O ministério e seu orçamento são tão almejados por lideranças do Congresso que, ainda em 2023, em meio às negociações sobre aumento de recursos para emendas parlamentares e a criação de um calendário para o pagamento, deputados apontaram que poderiam votar contra caso a Saúde fosse entregue ao Centrão. O governo não cedeu.
É daí, segundo um parlamentar da base envolvido na articulação política do governo, que surgiu a intransigência do relator do orçamento, Danilo Forte (União Brasil), em pontos que o presidente Lula vetou. São estes vetos que o Congresso deve derrubar assim que tiver oportunidade.
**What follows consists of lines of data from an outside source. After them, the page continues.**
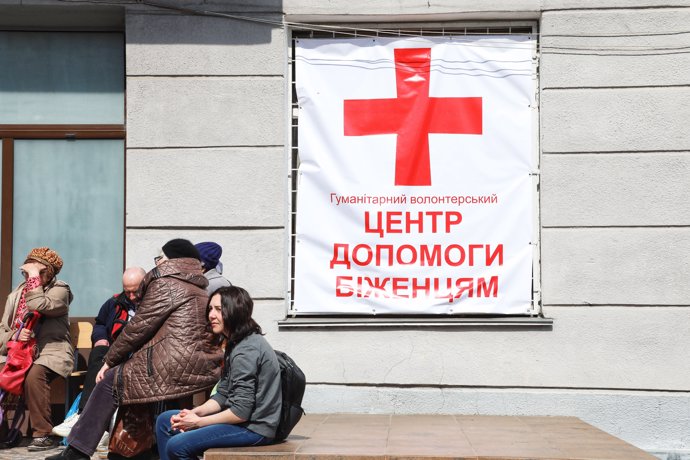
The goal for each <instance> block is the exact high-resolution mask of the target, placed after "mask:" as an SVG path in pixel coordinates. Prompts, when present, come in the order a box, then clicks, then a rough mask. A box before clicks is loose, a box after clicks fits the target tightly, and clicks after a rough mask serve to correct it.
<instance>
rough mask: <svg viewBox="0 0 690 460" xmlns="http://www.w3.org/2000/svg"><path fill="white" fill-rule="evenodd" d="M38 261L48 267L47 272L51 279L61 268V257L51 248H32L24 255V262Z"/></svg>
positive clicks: (25, 262) (57, 272)
mask: <svg viewBox="0 0 690 460" xmlns="http://www.w3.org/2000/svg"><path fill="white" fill-rule="evenodd" d="M32 261H34V262H40V263H42V264H43V265H45V266H46V267H47V268H48V273H49V274H50V278H51V279H52V278H53V277H54V276H56V275H57V274H58V273H60V270H62V257H60V256H59V255H58V253H57V252H55V251H53V250H52V249H50V248H48V247H45V246H42V247H40V248H33V249H32V250H31V252H29V255H28V256H26V260H25V261H24V263H25V264H26V263H29V262H32Z"/></svg>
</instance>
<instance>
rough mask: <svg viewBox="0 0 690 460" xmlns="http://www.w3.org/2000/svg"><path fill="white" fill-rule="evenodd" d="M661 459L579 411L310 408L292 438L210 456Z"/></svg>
mask: <svg viewBox="0 0 690 460" xmlns="http://www.w3.org/2000/svg"><path fill="white" fill-rule="evenodd" d="M260 458H265V459H266V460H340V459H345V458H347V459H349V460H354V459H356V460H379V459H386V460H387V459H405V460H416V459H424V460H430V459H453V460H465V459H467V460H480V459H491V460H517V459H520V460H525V459H534V460H537V459H549V460H556V459H558V460H594V459H596V460H637V459H640V460H643V459H644V460H655V459H656V457H654V456H653V455H651V454H648V453H646V452H645V451H643V450H641V449H638V448H637V447H635V446H633V445H631V444H628V443H626V442H624V441H622V440H620V439H618V438H616V437H614V436H611V435H609V434H608V433H605V432H604V431H601V430H599V429H597V428H595V427H593V426H591V425H588V424H587V423H585V422H583V421H582V420H580V419H578V418H575V417H498V416H495V417H494V416H453V415H350V414H324V415H313V414H309V415H305V416H304V417H303V418H302V421H300V423H299V424H298V425H297V427H295V430H294V431H293V433H292V434H291V435H290V437H289V438H288V441H287V442H284V443H282V444H277V445H272V446H262V447H245V448H234V449H211V450H209V451H207V452H206V454H205V455H204V460H259V459H260Z"/></svg>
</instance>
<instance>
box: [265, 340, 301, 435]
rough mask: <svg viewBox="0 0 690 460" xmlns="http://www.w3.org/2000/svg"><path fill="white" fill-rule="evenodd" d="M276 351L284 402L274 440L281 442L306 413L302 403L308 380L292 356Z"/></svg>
mask: <svg viewBox="0 0 690 460" xmlns="http://www.w3.org/2000/svg"><path fill="white" fill-rule="evenodd" d="M275 352H276V357H277V358H278V364H279V365H280V390H281V393H282V395H283V402H282V404H281V406H280V421H279V422H278V428H277V429H276V436H275V438H274V439H273V442H281V441H284V440H285V438H287V437H288V435H289V434H290V431H292V429H293V428H294V427H295V425H297V422H299V420H300V419H301V418H302V415H303V414H304V409H302V406H301V404H302V397H304V388H305V387H306V385H307V380H306V379H305V377H304V372H302V369H300V368H299V366H297V364H295V362H294V361H293V360H292V358H290V357H289V356H288V355H287V354H285V353H283V352H282V351H278V350H275Z"/></svg>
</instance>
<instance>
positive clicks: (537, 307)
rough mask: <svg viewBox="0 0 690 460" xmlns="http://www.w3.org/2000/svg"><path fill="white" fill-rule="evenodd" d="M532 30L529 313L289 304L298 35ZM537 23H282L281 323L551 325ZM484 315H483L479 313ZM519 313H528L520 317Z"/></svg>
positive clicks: (455, 324) (296, 128)
mask: <svg viewBox="0 0 690 460" xmlns="http://www.w3.org/2000/svg"><path fill="white" fill-rule="evenodd" d="M514 33H515V34H532V35H534V36H535V37H536V59H535V62H534V63H533V68H534V74H535V76H536V82H535V101H536V102H537V107H536V109H535V110H534V111H533V123H532V126H533V132H532V138H533V141H534V142H533V148H532V158H533V165H534V169H533V172H532V178H533V196H534V199H533V242H532V247H533V259H532V260H533V261H532V313H531V314H529V315H520V317H518V318H516V320H517V321H513V320H512V319H511V318H510V317H511V316H512V315H481V318H480V315H466V316H465V315H452V316H448V315H405V314H395V315H376V316H374V315H346V314H338V315H304V314H299V316H298V313H297V311H295V310H294V309H293V306H294V298H293V295H294V270H295V241H296V221H297V189H298V184H297V182H298V169H299V142H298V125H299V107H298V102H297V91H296V85H295V82H296V67H295V57H296V56H295V50H296V47H295V42H296V40H297V39H299V38H339V37H357V38H362V37H398V36H402V35H412V36H419V35H425V36H445V35H449V34H453V35H470V34H472V35H493V34H514ZM539 44H540V39H539V24H538V22H536V21H531V20H527V21H496V22H473V23H470V22H436V23H430V22H425V23H390V24H364V25H363V24H354V25H352V24H325V25H320V26H317V25H313V24H312V25H304V26H295V25H293V26H292V27H289V28H287V34H286V46H287V47H288V52H287V55H288V60H287V69H286V76H287V77H288V78H286V98H287V101H286V106H287V107H288V108H289V110H288V114H287V123H288V126H289V129H288V130H286V131H287V141H286V142H287V144H286V156H287V159H286V165H287V168H288V180H287V184H288V191H287V192H288V193H287V195H288V203H287V205H286V207H287V209H286V210H287V212H286V227H285V228H286V229H288V230H289V231H288V232H286V242H285V247H286V251H287V262H286V265H287V280H286V286H287V288H286V299H285V320H283V321H279V322H278V324H279V326H280V327H281V328H301V327H311V328H313V327H317V328H321V327H368V326H372V325H374V326H377V325H378V326H383V327H400V326H409V325H414V326H425V325H430V326H438V325H440V324H442V325H449V326H476V325H478V324H489V325H497V326H511V327H515V326H517V327H534V326H536V327H542V326H548V327H550V326H551V324H552V322H551V320H549V319H543V320H542V319H540V318H543V312H542V305H541V257H540V247H541V245H540V241H541V218H540V214H539V210H540V206H539V203H540V199H541V196H540V192H539V180H540V176H539V167H540V166H539V165H540V151H541V150H540V149H541V146H540V143H539V113H540V104H539V57H540V52H539ZM482 318H483V319H482ZM521 318H523V319H524V318H527V321H522V320H521Z"/></svg>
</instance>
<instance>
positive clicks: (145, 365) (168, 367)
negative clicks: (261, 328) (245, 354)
mask: <svg viewBox="0 0 690 460" xmlns="http://www.w3.org/2000/svg"><path fill="white" fill-rule="evenodd" d="M154 261H155V263H156V267H155V268H154V269H153V270H151V271H150V272H149V273H147V274H146V276H145V277H144V280H143V281H142V282H141V285H140V287H139V290H140V292H141V296H140V297H141V301H140V302H139V306H138V307H137V314H136V315H135V316H134V317H133V318H132V319H131V321H130V322H129V323H127V325H126V326H125V328H124V329H123V330H122V332H121V333H120V335H119V336H118V338H117V340H115V342H114V343H113V344H111V346H110V349H109V350H108V353H107V354H106V356H105V360H104V364H103V367H101V370H100V371H98V375H97V376H96V386H95V388H94V389H93V392H92V393H91V396H90V397H89V400H88V401H87V402H86V407H85V408H84V411H83V412H82V413H81V415H80V416H79V420H78V421H77V423H75V425H74V427H73V428H72V431H71V432H70V434H69V436H68V437H67V443H68V445H67V448H66V449H65V450H63V451H62V452H61V453H60V454H58V455H52V456H50V457H46V460H60V459H68V460H79V459H89V458H90V457H91V456H92V455H93V453H94V452H95V450H96V447H97V445H98V442H99V440H100V439H101V436H102V435H103V432H104V431H106V430H107V429H108V427H109V425H110V420H111V419H112V416H113V414H114V413H115V410H116V409H117V408H118V406H127V405H134V404H146V403H151V402H157V401H167V400H175V399H178V398H182V397H185V396H189V395H193V394H194V393H197V392H199V391H203V390H205V389H210V388H211V387H212V386H213V385H214V384H215V383H216V381H218V378H219V377H220V364H221V363H222V351H221V350H220V347H219V346H218V344H217V343H215V342H214V340H213V339H214V337H213V334H212V332H211V331H210V330H208V329H207V320H206V313H205V309H204V307H205V306H206V304H207V303H208V295H207V294H206V286H207V284H208V281H206V278H204V275H203V273H202V271H201V262H200V256H199V251H197V249H196V248H195V247H194V245H193V244H192V243H191V242H189V241H187V240H183V239H174V240H170V241H168V242H167V243H165V245H163V248H162V252H161V254H160V255H159V256H157V257H155V258H154Z"/></svg>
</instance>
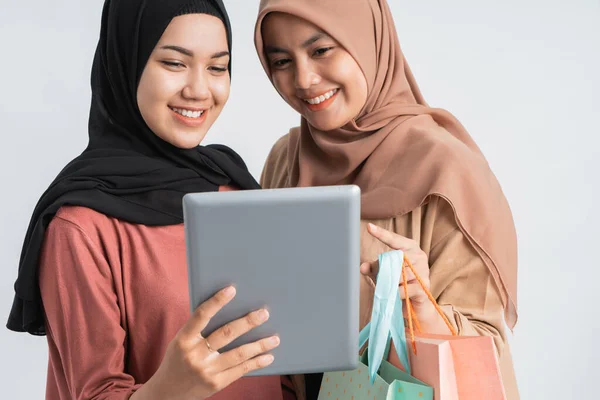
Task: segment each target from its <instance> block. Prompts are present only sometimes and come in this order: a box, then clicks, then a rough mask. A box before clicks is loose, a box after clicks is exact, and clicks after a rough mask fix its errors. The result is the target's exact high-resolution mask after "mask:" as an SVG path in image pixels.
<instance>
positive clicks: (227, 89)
mask: <svg viewBox="0 0 600 400" xmlns="http://www.w3.org/2000/svg"><path fill="white" fill-rule="evenodd" d="M230 87H231V85H230V79H229V77H223V78H218V79H215V80H214V81H213V82H212V84H211V88H210V90H211V92H212V96H213V99H214V101H215V105H217V106H223V105H224V104H225V103H226V102H227V100H228V99H229V91H230Z"/></svg>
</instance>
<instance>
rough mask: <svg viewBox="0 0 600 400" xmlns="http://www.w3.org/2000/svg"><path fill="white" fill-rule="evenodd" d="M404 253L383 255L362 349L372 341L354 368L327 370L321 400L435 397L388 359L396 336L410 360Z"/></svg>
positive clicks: (350, 399)
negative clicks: (347, 369)
mask: <svg viewBox="0 0 600 400" xmlns="http://www.w3.org/2000/svg"><path fill="white" fill-rule="evenodd" d="M403 257H404V255H403V253H402V252H400V251H398V252H390V253H385V254H383V255H382V256H380V270H379V273H378V276H377V284H376V287H375V296H374V302H373V311H372V314H371V322H370V323H369V324H368V325H367V326H366V327H365V328H364V329H363V330H362V331H361V332H360V335H359V339H360V340H359V342H360V343H359V349H360V348H362V347H364V345H365V344H366V343H367V341H368V343H369V347H368V348H367V349H366V350H365V351H364V352H363V354H362V355H361V356H360V363H359V367H358V368H357V369H355V370H353V371H338V372H327V373H325V374H324V375H323V380H322V384H321V388H320V391H319V397H318V400H329V399H336V400H363V399H369V400H370V399H373V400H433V389H432V388H431V387H430V386H428V385H426V384H425V383H423V382H421V381H419V380H418V379H416V378H414V377H412V376H411V375H410V374H409V373H408V372H405V371H402V370H401V369H399V368H396V367H395V366H393V365H392V364H390V363H389V362H387V358H388V355H389V351H390V343H391V339H392V337H393V339H394V342H395V343H401V344H402V345H399V346H396V352H397V355H398V357H399V359H401V360H405V362H406V365H407V366H408V365H409V362H408V352H407V350H406V333H405V329H404V328H405V327H404V319H403V316H402V302H401V300H400V296H399V292H398V282H399V279H400V269H399V268H398V260H400V265H402V260H403Z"/></svg>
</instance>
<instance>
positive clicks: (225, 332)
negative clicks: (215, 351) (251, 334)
mask: <svg viewBox="0 0 600 400" xmlns="http://www.w3.org/2000/svg"><path fill="white" fill-rule="evenodd" d="M268 319H269V312H268V311H267V310H265V309H261V310H257V311H253V312H251V313H249V314H246V315H245V316H244V317H242V318H239V319H236V320H235V321H232V322H229V323H227V324H225V325H223V326H222V327H220V328H219V329H217V330H215V331H214V332H213V333H211V334H210V335H209V336H208V337H207V338H206V340H208V342H209V343H210V346H211V347H212V348H213V349H214V350H219V349H221V348H223V347H225V346H227V345H228V344H229V343H231V342H233V341H234V340H235V339H237V338H238V337H240V336H242V335H243V334H245V333H247V332H249V331H250V330H252V329H254V328H256V327H257V326H260V325H262V324H264V323H265V322H266V321H267V320H268Z"/></svg>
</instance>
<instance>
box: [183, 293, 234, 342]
mask: <svg viewBox="0 0 600 400" xmlns="http://www.w3.org/2000/svg"><path fill="white" fill-rule="evenodd" d="M234 297H235V288H234V287H233V286H229V287H226V288H225V289H222V290H220V291H219V292H217V294H215V295H214V296H213V297H211V298H210V299H208V300H206V301H205V302H204V303H202V304H200V305H199V306H198V308H196V310H195V311H194V313H193V314H192V316H191V318H190V319H189V320H188V321H187V322H186V324H185V325H184V326H183V328H181V330H180V332H179V334H180V335H181V337H182V339H183V340H184V341H189V342H192V343H193V344H195V343H198V342H199V341H200V340H202V337H201V335H200V333H201V332H202V330H204V328H206V325H208V322H209V321H210V319H211V318H212V317H214V316H215V315H216V314H217V313H218V312H219V311H220V310H221V309H222V308H223V307H224V306H225V305H226V304H227V303H229V302H230V301H231V300H232V299H233V298H234Z"/></svg>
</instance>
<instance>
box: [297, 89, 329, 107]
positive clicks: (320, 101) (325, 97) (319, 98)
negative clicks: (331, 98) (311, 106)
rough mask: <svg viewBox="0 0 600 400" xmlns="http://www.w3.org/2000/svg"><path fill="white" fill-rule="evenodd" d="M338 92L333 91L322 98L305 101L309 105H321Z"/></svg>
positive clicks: (323, 96) (307, 99)
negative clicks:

A insistência de Lira em pressionar o governo pelo ministério da Saúde foi tema de conversa de petistas com potenciais candidatos à presidência da Câmara. Como mostrou o Bastidor, o Palácio do Planalto está inclinado a apoiar Marcos Pereira (Republicanos).
Uma eventual vitória de Elmar Nascimento, apoiado por Lira, aumentaria a pressão pelo cargo ocupado hoje por Nisia, avalia o Palácio do Planalto. A relação do PT com Marcos Pereira, que foi ministro de Dilma Rousseff, cessaria a ameaça constante, segundo um articulador do governo.